Co-production of a new ICB operating model for Surrey Heartlands

30th July 2022

In anticipation of transition to a statutory Integrated Care Board, Surrey Heartlands ICS Executive commissioned a partnership of the TU and Prospect Business Consulting to support co-production of a new ICB operating model.

Our innovative approach sought to align a programme of executive leadership and organisational development alongside the co-production of the new operating model. Wide-scale, cross-sector stakeholder involvement ensured local ownership and strong progress in building and evolving working relationships between system partners. Embedding an operating model toolkit has enabled self-sufficiency within the system to continue to evolve and expand the operating model development.

The Challenge

As a relatively mature ICS, Surrey Heartlands had made excellent progress in advancing their Places and working collaboratively. However, they recognised the need to further mature their thinking around how best to apply the principle of subsidiarity so that they could empower their four Places to design and deliver care that best meets the needs of their population. They also wanted to maximise opportunities to work at scale, where appropriate, to enable them to tackle health inequalities, create a sustainable and resilient health and care system and drive digital integration.

With no ICS having yet transitioned or having developed their operating model there was no precedent or blueprint to follow. This work was also set against a backdrop of a CCG staff restructure, surge of the omicron COVID-19 variant as well as the need to keep pace with emerging legislation, policy and guidance.

Our Approach

Recognising that we were working within an innovation space, the agreed approach sought to employ tried and tested methods for developing an operating model from the worlds of manufacturing and business. The approach was tailored in accordance with the ICS design guidance. The work programme comprised:

  1. an initial phase of executive leadership team development, building the standardised methodology, agreeing design principles, determining staff development needs and creating an OM development toolkit (including tools for future state mapping, capability mapping and a subsidiarity framework).
  2. a development phase where leads for each of the functions were supported to engage stakeholders, deliver co-design workshops and to use the OM development toolkit in a standardised way. The operating model for each function was documented into a standardised template.
  3. a convergence phase where interdependencies between the operating models for each function were mapped, a whole ICB operating model was assembled and an initial implementation plan was developed.

The Outcome

Fifteen functional workstreams were supported to work collaboratively with a broad range of stakeholders from across the system to produce their individual operating models. Interdependencies were subsequently mapped and the whole ICB operating model assembled.

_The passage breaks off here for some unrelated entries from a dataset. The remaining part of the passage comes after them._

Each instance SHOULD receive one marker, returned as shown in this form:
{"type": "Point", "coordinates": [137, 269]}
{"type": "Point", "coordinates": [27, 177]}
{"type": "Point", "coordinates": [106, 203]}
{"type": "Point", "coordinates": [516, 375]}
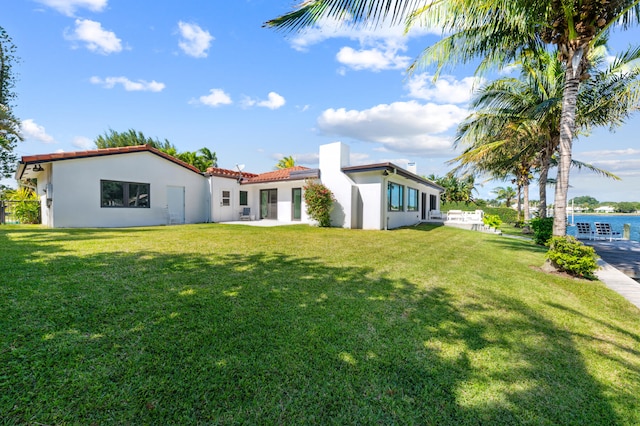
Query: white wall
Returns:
{"type": "Point", "coordinates": [76, 190]}
{"type": "Point", "coordinates": [333, 157]}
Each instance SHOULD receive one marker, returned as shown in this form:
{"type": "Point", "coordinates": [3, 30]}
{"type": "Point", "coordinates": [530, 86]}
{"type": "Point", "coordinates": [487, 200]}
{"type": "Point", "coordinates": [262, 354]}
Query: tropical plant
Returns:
{"type": "Point", "coordinates": [9, 124]}
{"type": "Point", "coordinates": [25, 206]}
{"type": "Point", "coordinates": [571, 256]}
{"type": "Point", "coordinates": [209, 157]}
{"type": "Point", "coordinates": [456, 189]}
{"type": "Point", "coordinates": [506, 193]}
{"type": "Point", "coordinates": [319, 201]}
{"type": "Point", "coordinates": [499, 33]}
{"type": "Point", "coordinates": [286, 163]}
{"type": "Point", "coordinates": [113, 139]}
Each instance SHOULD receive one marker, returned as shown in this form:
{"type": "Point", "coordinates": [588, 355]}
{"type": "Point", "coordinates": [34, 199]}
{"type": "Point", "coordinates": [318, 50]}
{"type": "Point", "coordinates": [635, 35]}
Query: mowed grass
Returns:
{"type": "Point", "coordinates": [221, 324]}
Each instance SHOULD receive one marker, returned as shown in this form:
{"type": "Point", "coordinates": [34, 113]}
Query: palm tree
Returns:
{"type": "Point", "coordinates": [286, 163]}
{"type": "Point", "coordinates": [505, 193]}
{"type": "Point", "coordinates": [523, 115]}
{"type": "Point", "coordinates": [499, 32]}
{"type": "Point", "coordinates": [209, 157]}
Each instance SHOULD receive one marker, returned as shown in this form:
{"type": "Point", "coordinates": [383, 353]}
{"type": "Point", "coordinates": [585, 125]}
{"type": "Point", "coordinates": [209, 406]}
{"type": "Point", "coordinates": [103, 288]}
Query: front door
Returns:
{"type": "Point", "coordinates": [175, 204]}
{"type": "Point", "coordinates": [269, 204]}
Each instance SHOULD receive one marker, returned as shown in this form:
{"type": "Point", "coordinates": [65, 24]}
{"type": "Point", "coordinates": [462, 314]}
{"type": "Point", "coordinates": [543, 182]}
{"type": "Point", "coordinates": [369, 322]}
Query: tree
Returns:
{"type": "Point", "coordinates": [113, 139]}
{"type": "Point", "coordinates": [9, 124]}
{"type": "Point", "coordinates": [286, 163]}
{"type": "Point", "coordinates": [499, 33]}
{"type": "Point", "coordinates": [508, 194]}
{"type": "Point", "coordinates": [209, 157]}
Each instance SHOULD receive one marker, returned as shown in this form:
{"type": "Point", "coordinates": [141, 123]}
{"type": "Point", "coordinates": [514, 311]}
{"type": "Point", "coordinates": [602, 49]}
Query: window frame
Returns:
{"type": "Point", "coordinates": [397, 196]}
{"type": "Point", "coordinates": [413, 194]}
{"type": "Point", "coordinates": [126, 190]}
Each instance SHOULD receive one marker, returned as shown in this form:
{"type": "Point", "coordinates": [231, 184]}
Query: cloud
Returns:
{"type": "Point", "coordinates": [330, 28]}
{"type": "Point", "coordinates": [69, 7]}
{"type": "Point", "coordinates": [83, 143]}
{"type": "Point", "coordinates": [374, 59]}
{"type": "Point", "coordinates": [215, 98]}
{"type": "Point", "coordinates": [129, 86]}
{"type": "Point", "coordinates": [406, 127]}
{"type": "Point", "coordinates": [273, 101]}
{"type": "Point", "coordinates": [194, 40]}
{"type": "Point", "coordinates": [31, 130]}
{"type": "Point", "coordinates": [95, 37]}
{"type": "Point", "coordinates": [446, 89]}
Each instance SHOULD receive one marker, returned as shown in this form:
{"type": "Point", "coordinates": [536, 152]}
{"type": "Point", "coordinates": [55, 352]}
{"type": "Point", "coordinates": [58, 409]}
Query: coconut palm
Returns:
{"type": "Point", "coordinates": [506, 193]}
{"type": "Point", "coordinates": [286, 162]}
{"type": "Point", "coordinates": [498, 32]}
{"type": "Point", "coordinates": [523, 113]}
{"type": "Point", "coordinates": [209, 157]}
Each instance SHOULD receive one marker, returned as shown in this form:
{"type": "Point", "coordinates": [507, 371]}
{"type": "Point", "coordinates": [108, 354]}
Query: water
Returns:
{"type": "Point", "coordinates": [617, 223]}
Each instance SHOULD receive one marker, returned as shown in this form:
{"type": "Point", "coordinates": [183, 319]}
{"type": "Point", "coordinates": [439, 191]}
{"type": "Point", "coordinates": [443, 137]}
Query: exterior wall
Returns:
{"type": "Point", "coordinates": [333, 157]}
{"type": "Point", "coordinates": [220, 212]}
{"type": "Point", "coordinates": [76, 191]}
{"type": "Point", "coordinates": [372, 188]}
{"type": "Point", "coordinates": [285, 201]}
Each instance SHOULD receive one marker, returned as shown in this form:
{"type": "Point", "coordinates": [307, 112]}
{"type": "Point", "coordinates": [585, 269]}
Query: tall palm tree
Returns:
{"type": "Point", "coordinates": [209, 157]}
{"type": "Point", "coordinates": [506, 193]}
{"type": "Point", "coordinates": [523, 114]}
{"type": "Point", "coordinates": [286, 162]}
{"type": "Point", "coordinates": [498, 32]}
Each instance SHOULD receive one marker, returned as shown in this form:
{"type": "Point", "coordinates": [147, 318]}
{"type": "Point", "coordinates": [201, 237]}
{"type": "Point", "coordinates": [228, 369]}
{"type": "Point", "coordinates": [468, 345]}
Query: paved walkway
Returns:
{"type": "Point", "coordinates": [620, 261]}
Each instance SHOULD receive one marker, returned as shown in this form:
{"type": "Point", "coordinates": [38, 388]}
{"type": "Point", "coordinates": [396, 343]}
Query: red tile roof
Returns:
{"type": "Point", "coordinates": [276, 175]}
{"type": "Point", "coordinates": [216, 171]}
{"type": "Point", "coordinates": [45, 158]}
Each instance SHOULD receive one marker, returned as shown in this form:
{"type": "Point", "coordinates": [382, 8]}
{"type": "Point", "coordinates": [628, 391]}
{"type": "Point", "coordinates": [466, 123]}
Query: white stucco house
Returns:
{"type": "Point", "coordinates": [142, 186]}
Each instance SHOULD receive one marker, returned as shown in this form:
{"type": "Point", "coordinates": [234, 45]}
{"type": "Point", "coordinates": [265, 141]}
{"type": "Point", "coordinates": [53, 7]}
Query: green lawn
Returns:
{"type": "Point", "coordinates": [219, 324]}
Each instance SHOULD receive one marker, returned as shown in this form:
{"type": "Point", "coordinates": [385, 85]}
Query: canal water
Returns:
{"type": "Point", "coordinates": [617, 223]}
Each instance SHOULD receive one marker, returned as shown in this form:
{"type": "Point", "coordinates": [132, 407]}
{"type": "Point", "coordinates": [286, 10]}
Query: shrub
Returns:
{"type": "Point", "coordinates": [319, 200]}
{"type": "Point", "coordinates": [569, 255]}
{"type": "Point", "coordinates": [507, 215]}
{"type": "Point", "coordinates": [492, 220]}
{"type": "Point", "coordinates": [26, 207]}
{"type": "Point", "coordinates": [542, 229]}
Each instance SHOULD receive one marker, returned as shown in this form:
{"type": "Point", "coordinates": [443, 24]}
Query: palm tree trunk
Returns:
{"type": "Point", "coordinates": [525, 195]}
{"type": "Point", "coordinates": [567, 127]}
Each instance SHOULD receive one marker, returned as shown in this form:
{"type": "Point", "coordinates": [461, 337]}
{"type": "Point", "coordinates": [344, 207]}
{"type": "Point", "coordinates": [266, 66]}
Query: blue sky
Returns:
{"type": "Point", "coordinates": [207, 74]}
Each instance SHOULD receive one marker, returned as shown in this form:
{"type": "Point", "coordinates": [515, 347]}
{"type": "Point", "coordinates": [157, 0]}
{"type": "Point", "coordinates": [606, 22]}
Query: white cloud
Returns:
{"type": "Point", "coordinates": [194, 40]}
{"type": "Point", "coordinates": [328, 29]}
{"type": "Point", "coordinates": [407, 127]}
{"type": "Point", "coordinates": [69, 7]}
{"type": "Point", "coordinates": [129, 86]}
{"type": "Point", "coordinates": [83, 143]}
{"type": "Point", "coordinates": [95, 37]}
{"type": "Point", "coordinates": [446, 89]}
{"type": "Point", "coordinates": [31, 130]}
{"type": "Point", "coordinates": [374, 59]}
{"type": "Point", "coordinates": [273, 101]}
{"type": "Point", "coordinates": [214, 98]}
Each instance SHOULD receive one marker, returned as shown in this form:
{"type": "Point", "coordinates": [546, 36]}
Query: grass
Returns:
{"type": "Point", "coordinates": [220, 324]}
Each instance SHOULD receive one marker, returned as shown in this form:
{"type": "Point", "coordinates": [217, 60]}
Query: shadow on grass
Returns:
{"type": "Point", "coordinates": [146, 337]}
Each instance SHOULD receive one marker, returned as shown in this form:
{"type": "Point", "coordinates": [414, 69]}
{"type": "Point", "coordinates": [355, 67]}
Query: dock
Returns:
{"type": "Point", "coordinates": [623, 255]}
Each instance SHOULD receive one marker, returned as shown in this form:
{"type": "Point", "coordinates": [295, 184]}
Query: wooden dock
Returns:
{"type": "Point", "coordinates": [623, 255]}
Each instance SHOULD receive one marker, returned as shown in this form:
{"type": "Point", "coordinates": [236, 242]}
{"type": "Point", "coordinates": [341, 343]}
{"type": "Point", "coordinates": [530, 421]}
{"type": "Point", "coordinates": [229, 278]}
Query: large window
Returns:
{"type": "Point", "coordinates": [244, 199]}
{"type": "Point", "coordinates": [412, 199]}
{"type": "Point", "coordinates": [395, 197]}
{"type": "Point", "coordinates": [124, 194]}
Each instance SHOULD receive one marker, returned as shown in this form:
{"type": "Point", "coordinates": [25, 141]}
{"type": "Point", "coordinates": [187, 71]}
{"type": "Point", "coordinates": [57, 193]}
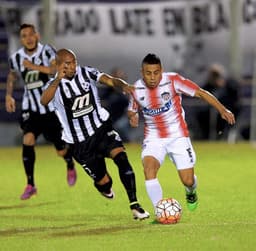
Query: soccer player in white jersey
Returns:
{"type": "Point", "coordinates": [34, 62]}
{"type": "Point", "coordinates": [87, 125]}
{"type": "Point", "coordinates": [158, 95]}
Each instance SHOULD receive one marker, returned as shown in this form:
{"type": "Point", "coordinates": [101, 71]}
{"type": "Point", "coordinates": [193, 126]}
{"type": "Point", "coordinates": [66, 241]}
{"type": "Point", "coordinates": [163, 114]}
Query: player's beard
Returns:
{"type": "Point", "coordinates": [34, 48]}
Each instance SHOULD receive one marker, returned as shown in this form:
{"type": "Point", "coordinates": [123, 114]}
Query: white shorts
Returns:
{"type": "Point", "coordinates": [179, 150]}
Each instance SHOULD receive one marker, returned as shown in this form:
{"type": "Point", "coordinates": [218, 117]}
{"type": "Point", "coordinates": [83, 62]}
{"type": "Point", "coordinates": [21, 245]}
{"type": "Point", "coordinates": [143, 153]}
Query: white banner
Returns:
{"type": "Point", "coordinates": [187, 35]}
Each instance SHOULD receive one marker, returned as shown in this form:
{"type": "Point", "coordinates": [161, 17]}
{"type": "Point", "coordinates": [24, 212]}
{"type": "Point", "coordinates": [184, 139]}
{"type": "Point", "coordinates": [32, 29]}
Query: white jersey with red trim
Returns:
{"type": "Point", "coordinates": [161, 107]}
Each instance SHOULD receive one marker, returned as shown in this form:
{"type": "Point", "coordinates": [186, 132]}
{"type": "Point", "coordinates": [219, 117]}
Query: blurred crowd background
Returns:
{"type": "Point", "coordinates": [210, 42]}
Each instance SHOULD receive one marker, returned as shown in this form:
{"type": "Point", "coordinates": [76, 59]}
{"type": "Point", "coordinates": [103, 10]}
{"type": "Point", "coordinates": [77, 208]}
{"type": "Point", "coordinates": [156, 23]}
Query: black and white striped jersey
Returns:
{"type": "Point", "coordinates": [34, 81]}
{"type": "Point", "coordinates": [78, 105]}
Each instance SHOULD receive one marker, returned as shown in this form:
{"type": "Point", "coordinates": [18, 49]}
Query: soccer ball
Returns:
{"type": "Point", "coordinates": [168, 211]}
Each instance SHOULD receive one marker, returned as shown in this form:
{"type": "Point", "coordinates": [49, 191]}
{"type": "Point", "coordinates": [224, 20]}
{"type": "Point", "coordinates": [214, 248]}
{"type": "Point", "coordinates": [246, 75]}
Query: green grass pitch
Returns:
{"type": "Point", "coordinates": [60, 218]}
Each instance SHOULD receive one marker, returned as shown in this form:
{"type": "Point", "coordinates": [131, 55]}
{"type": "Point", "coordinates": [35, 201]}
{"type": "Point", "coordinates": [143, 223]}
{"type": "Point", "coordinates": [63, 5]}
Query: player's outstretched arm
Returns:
{"type": "Point", "coordinates": [10, 105]}
{"type": "Point", "coordinates": [49, 93]}
{"type": "Point", "coordinates": [51, 69]}
{"type": "Point", "coordinates": [213, 101]}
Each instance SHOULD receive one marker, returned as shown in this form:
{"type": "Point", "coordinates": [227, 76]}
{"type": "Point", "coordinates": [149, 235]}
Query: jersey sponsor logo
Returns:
{"type": "Point", "coordinates": [157, 111]}
{"type": "Point", "coordinates": [165, 96]}
{"type": "Point", "coordinates": [82, 106]}
{"type": "Point", "coordinates": [35, 85]}
{"type": "Point", "coordinates": [166, 83]}
{"type": "Point", "coordinates": [31, 76]}
{"type": "Point", "coordinates": [32, 80]}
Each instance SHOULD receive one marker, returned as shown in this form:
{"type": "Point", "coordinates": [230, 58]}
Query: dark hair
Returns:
{"type": "Point", "coordinates": [26, 25]}
{"type": "Point", "coordinates": [151, 59]}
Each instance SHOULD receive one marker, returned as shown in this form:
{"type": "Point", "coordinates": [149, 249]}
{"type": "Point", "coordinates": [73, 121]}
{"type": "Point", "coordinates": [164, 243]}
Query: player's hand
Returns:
{"type": "Point", "coordinates": [228, 116]}
{"type": "Point", "coordinates": [134, 120]}
{"type": "Point", "coordinates": [27, 64]}
{"type": "Point", "coordinates": [10, 105]}
{"type": "Point", "coordinates": [128, 89]}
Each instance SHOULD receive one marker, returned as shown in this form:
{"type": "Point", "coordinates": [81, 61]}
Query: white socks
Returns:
{"type": "Point", "coordinates": [154, 190]}
{"type": "Point", "coordinates": [191, 189]}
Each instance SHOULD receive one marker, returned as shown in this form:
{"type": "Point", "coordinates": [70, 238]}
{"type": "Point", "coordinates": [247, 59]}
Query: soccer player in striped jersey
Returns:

Functions included in the operating model are: Clinical Leadership, Commissioning & Contracting, Communications & Engagement, Digital, Data & Technology, Facilities & Estates, Financial Recovery, Governance & Assurance, Information Governance, Multi-professional Leadership, People & Culture, Place-making, Provider Collaboration, Quality, Strategy & Transformation, System Resilience (System Coordination Centre).

The resulting operating model was designed so that:

  • Places, Neighbourhoods and Collaboratives are empowered to: understand and prioritise their local population health needs; design and deliver services and the wider offer to meet population health needs; innovate and improve services; build partnerships across their local communities; work together where there is need to work at scale or for one Place to lead on behalf of the others
  • The principle of subsidiarity is fully embedded, but work is undertaken at system scale where this provides benefits or best enables leaders to create capacity or manage risk/dependencies.
  • The success of the system is dependent upon all of its component parts – all of the partners, providers, Places, neighbourhoods, collaboratives and communities matter and will be key to realising their ambitions

Implementation of the operating model has now transitioned into ‘business as usual’ arrangements for each of the functions. The operating model is expected to evolve as additional ICB duties are delegated, further policy and guidance emerges and their strategy and priorities develop. Future developments may also expand to include the Integrated Care Partnership functions.

“Our new operating model is an important development that will enable Surrey Heartlands to bridge CCG-to-ICB transition and shift to a more transformative state, helping us to realise our ambitions of working collaboratively with all our system partners.

It was vital that the work was co-produced with system partners and led by teams working in the functions concerned; ensuring implementation of the resulting model is owned by staff and has partner buy-in. The development process in itself has accelerated the building of relationships and new ways of working across system partners.

The resulting operating model is of exceptional detail, covers a diverse set of functions and provides the blueprint for how we will operate in the new world. 

The support provided by Prospect and NHS Transformation Unit was key to challenging our thinking, brokering conversations, and supporting our teams to follow a well-structured process.”